На троне барышня сидит, мила ко всяким немцам,
К народу ж русскому она, как к низменным туземцам».
«Так отчего такой расклад?», — здесь Алексей не понял.
«Ведь немка же она сама — неправдою на троне, —
Старообрядец пояснил. — Переворот свершила.
Родного мужа прогнала да власть всю захватила.
Сам Пётр третий муж её, он убиен, глаголют.
Но ходит слух среди людей, что бедного неволят.
Или бежал он второпях, скрывается от власти,
Да силы копит, чтобы мстить за жуткие напасти».
За разговором день прошёл, мужи заночевали,
Наутро вышел Алексей, его уж дома ждали.
А Емельян наш погодил, у Осипа остался,
Решил чуток передохнуть, раз в жизни затерялся.
Но жизнь летела лишь вперёд, не подгоняла лишних.
И понял Пугачёв тогда — в душе огонь не стихнет,
Пока он места не найдёт, где можно жить спокойно,
Семью ко счастью не вернёт, чтоб быт тянулся стройный.

«Пойду я землю ту искать, где счастия достигну, —
Казак обрядцу говорил, с ним мыслями делился. —
Быть может, знаешь те края, где жизнь чиста и вольна?». —
«Хоть белый свет весь обойди — нигде не жить раздольно, —
С усмешкой Осип отвечал. — Лишь в сказах справедливость.
В те времена сам мир был юн, и обитали дива.
В законах ж не было нужды — царила в людях совесть.
Вернуть бы сказочные дни, начать сначала повесть, —
Вздохнул, ссутулившись, старик. — Но что-то я отвлёкся,
В Бендеры бы тебя послал — там от властей спасёшься.
Но ныне страшная чума в тех землях поселилась —
Без счёта померло людей, пропала божья милость.
Так, может, в Польше погостишь, коль тайно проберёшься?
Все позабудут о тебе, от следствия спасёшься.
Ну а потом иди домой, в Россию чрез границу.
Там скажешь, будто ты поляк, здесь хочешь поселиться».
«А почему принять должны, не завернуть обратно?», —
Засомневался Емельян, но слушал старца жадно.
«Старообрядцы говорят, мол, выходцам из Польши
Дают билеты в те места, где жить желают больше», —
На это Осип отвечал, задумчиво неспешно,
Рукой водил по бороде колючей, белоснежной.
«Ну, коли так, тогда пойду, испробую удачу, —
Был рад решенью Пугачёв. — Судьбу себе назначу».
«С тобою сына я пошлю, Антоном его кличут.
Привык он к дальнему пути — в дороге не захнычет,
Зато найдёт таких людей, что в Польшу вас проводят».
Так в путь отправились мужи неспешно на восходе.

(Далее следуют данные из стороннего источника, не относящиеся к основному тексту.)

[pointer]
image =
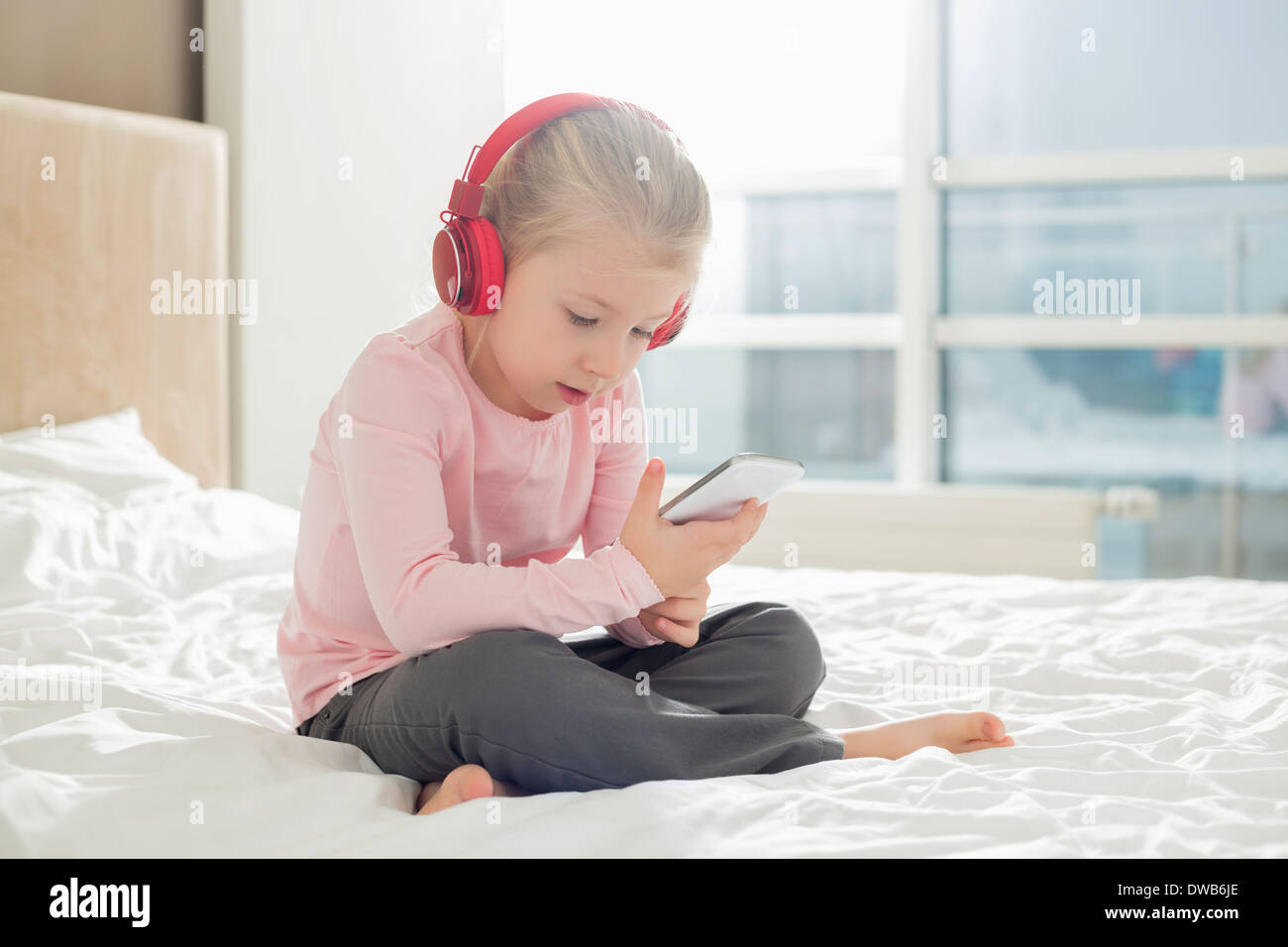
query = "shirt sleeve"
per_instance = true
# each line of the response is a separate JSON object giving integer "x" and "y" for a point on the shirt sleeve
{"x": 402, "y": 416}
{"x": 618, "y": 468}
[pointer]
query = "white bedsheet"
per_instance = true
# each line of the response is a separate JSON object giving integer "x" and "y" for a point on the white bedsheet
{"x": 1149, "y": 716}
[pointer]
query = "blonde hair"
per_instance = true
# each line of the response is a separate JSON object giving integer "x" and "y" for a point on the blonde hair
{"x": 601, "y": 174}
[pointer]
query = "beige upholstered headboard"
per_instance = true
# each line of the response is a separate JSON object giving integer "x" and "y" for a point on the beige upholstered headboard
{"x": 95, "y": 205}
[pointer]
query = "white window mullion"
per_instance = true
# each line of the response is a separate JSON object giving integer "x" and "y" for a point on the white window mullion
{"x": 915, "y": 376}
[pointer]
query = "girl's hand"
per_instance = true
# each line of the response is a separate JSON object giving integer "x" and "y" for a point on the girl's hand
{"x": 678, "y": 618}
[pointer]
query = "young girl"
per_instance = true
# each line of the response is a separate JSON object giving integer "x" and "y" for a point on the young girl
{"x": 459, "y": 463}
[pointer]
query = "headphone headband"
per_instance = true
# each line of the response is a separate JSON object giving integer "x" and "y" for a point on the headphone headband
{"x": 468, "y": 261}
{"x": 468, "y": 191}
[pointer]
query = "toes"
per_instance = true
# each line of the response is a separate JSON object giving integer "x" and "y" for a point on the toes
{"x": 991, "y": 725}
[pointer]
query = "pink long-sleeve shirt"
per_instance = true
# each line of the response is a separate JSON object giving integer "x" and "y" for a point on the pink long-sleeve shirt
{"x": 430, "y": 514}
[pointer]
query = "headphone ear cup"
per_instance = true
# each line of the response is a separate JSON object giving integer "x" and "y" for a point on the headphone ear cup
{"x": 484, "y": 263}
{"x": 449, "y": 264}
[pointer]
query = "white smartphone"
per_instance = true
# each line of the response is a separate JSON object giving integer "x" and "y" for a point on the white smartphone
{"x": 721, "y": 492}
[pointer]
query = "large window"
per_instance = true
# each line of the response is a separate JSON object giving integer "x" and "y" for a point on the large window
{"x": 1057, "y": 228}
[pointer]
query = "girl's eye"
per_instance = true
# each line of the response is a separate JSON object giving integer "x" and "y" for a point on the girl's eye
{"x": 583, "y": 321}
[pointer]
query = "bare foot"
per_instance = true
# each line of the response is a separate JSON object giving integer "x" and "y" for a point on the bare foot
{"x": 462, "y": 785}
{"x": 956, "y": 732}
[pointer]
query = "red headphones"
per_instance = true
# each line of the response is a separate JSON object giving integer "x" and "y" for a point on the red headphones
{"x": 468, "y": 258}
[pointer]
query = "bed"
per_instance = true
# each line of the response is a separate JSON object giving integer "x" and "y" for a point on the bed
{"x": 142, "y": 711}
{"x": 1149, "y": 716}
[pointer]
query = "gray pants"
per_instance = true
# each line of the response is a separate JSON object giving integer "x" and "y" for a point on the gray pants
{"x": 554, "y": 715}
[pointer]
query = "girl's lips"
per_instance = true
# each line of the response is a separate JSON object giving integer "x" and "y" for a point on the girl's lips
{"x": 571, "y": 395}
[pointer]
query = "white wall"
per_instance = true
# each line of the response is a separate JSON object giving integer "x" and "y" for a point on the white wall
{"x": 297, "y": 85}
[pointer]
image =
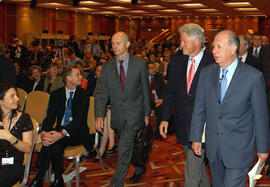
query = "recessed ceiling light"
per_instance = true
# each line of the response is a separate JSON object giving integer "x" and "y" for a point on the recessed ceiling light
{"x": 106, "y": 12}
{"x": 207, "y": 10}
{"x": 53, "y": 4}
{"x": 176, "y": 1}
{"x": 246, "y": 9}
{"x": 170, "y": 10}
{"x": 90, "y": 3}
{"x": 152, "y": 6}
{"x": 125, "y": 1}
{"x": 116, "y": 7}
{"x": 192, "y": 5}
{"x": 137, "y": 11}
{"x": 237, "y": 4}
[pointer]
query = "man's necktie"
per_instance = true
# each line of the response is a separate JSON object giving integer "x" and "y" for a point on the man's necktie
{"x": 152, "y": 88}
{"x": 256, "y": 53}
{"x": 223, "y": 83}
{"x": 191, "y": 74}
{"x": 68, "y": 113}
{"x": 122, "y": 75}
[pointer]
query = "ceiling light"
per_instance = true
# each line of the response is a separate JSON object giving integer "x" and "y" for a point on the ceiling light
{"x": 125, "y": 1}
{"x": 137, "y": 11}
{"x": 207, "y": 10}
{"x": 53, "y": 4}
{"x": 170, "y": 10}
{"x": 90, "y": 3}
{"x": 246, "y": 9}
{"x": 152, "y": 6}
{"x": 192, "y": 5}
{"x": 106, "y": 12}
{"x": 176, "y": 1}
{"x": 116, "y": 7}
{"x": 237, "y": 4}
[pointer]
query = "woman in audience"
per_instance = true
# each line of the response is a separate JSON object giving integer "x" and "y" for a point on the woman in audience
{"x": 15, "y": 136}
{"x": 37, "y": 82}
{"x": 52, "y": 81}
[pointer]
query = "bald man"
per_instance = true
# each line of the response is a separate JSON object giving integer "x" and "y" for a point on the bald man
{"x": 231, "y": 100}
{"x": 124, "y": 80}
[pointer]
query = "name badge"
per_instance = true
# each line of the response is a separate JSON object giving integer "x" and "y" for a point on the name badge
{"x": 8, "y": 161}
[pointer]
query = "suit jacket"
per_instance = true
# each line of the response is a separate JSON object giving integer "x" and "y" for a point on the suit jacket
{"x": 176, "y": 94}
{"x": 239, "y": 123}
{"x": 57, "y": 83}
{"x": 130, "y": 106}
{"x": 7, "y": 71}
{"x": 56, "y": 110}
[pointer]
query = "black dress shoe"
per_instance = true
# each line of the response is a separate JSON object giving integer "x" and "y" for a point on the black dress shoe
{"x": 111, "y": 151}
{"x": 36, "y": 182}
{"x": 268, "y": 171}
{"x": 136, "y": 177}
{"x": 58, "y": 182}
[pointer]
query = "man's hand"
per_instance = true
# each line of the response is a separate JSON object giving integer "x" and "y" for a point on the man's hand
{"x": 263, "y": 157}
{"x": 163, "y": 128}
{"x": 197, "y": 148}
{"x": 99, "y": 124}
{"x": 158, "y": 102}
{"x": 146, "y": 121}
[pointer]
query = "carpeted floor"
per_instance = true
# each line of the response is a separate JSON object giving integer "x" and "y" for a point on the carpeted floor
{"x": 165, "y": 168}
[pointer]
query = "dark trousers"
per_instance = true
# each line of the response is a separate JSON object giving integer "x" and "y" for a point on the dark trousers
{"x": 54, "y": 153}
{"x": 226, "y": 177}
{"x": 125, "y": 149}
{"x": 11, "y": 174}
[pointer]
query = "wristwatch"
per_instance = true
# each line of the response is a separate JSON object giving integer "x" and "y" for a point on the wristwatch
{"x": 16, "y": 142}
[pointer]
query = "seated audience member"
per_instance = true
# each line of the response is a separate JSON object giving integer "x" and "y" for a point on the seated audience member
{"x": 157, "y": 86}
{"x": 92, "y": 79}
{"x": 37, "y": 82}
{"x": 15, "y": 136}
{"x": 71, "y": 127}
{"x": 52, "y": 81}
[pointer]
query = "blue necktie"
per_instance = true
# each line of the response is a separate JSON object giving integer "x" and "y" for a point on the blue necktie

И уж в июне перешли за польскую границу,
В страну чужую пробрались, что быстрые синицы —
Ничей их глаз не распознал в ночи густой под утро,
Никто в тюрьму не посадил за мощь железных прутьев.
«Идём мы ныне в слободу, что Ветка называют,
Раскольники и там живут, нас примут, приласкают», —
С собой Антон вёл казака по заграничным землям,
Наш Емельян был начеку — сторожкость не задремлет.
Но люди рады казаку, да парню молодому —
У староверов нету зла, быт подчинён благому.
Родной уклад рождает суть из древности могучей,
Неужто страннику помог в пути проказник случай?
Здесь много русских увидал наш Емельян — таких же,
Хотели что в родной земле устроить жизнь потише.
А, значит, нечего сидеть, ждать у судьбы подачки —
Не будет счастья и побед в ленивой неге спячки!
Антон ж остался в слободе, дела его держали,
Казак один домой пошёл — душа и сердце звали...
Но прежде русских расспросил, что на границе молвить?
Дабы на Русь пустили враз, не отобрали воли.
«Ты говори, что в Польше жил, теперь идёшь в Россию.
Спасаешь душу шествием от каверзного змия, —
Совет давали земляки. — И будь готов к осмотру
И в карантине просидеть — сидят там старец, отрок».
И точно, ныне взаперти казак лихой скучает,
Когда откроют путь домой, Емеля наш не знает.
Но дружбу здесь он завязал со странником таким же,
В беседах долгих, непростых о жизни стали ближе.
Солдата звали Алексей, он Логачёв в прозванье,
И за беседой предались мужи воспоминаньям.
Был Алексей из Курска сам, служить отправлен в Киев,
Но службою не стал прельщён, имел мечты другие.
Поэтому бежать решил, по миру поскитался,
Сейчас же, как и Емельян, в Россию собирался.
А в карантине дни плелись, стеклом застыло время,
Но стали выпускать на свет скитальцев бедных племя:
На стройке местной подсобить, да денег заработать,
Чтоб на пустые животы на родину не топать.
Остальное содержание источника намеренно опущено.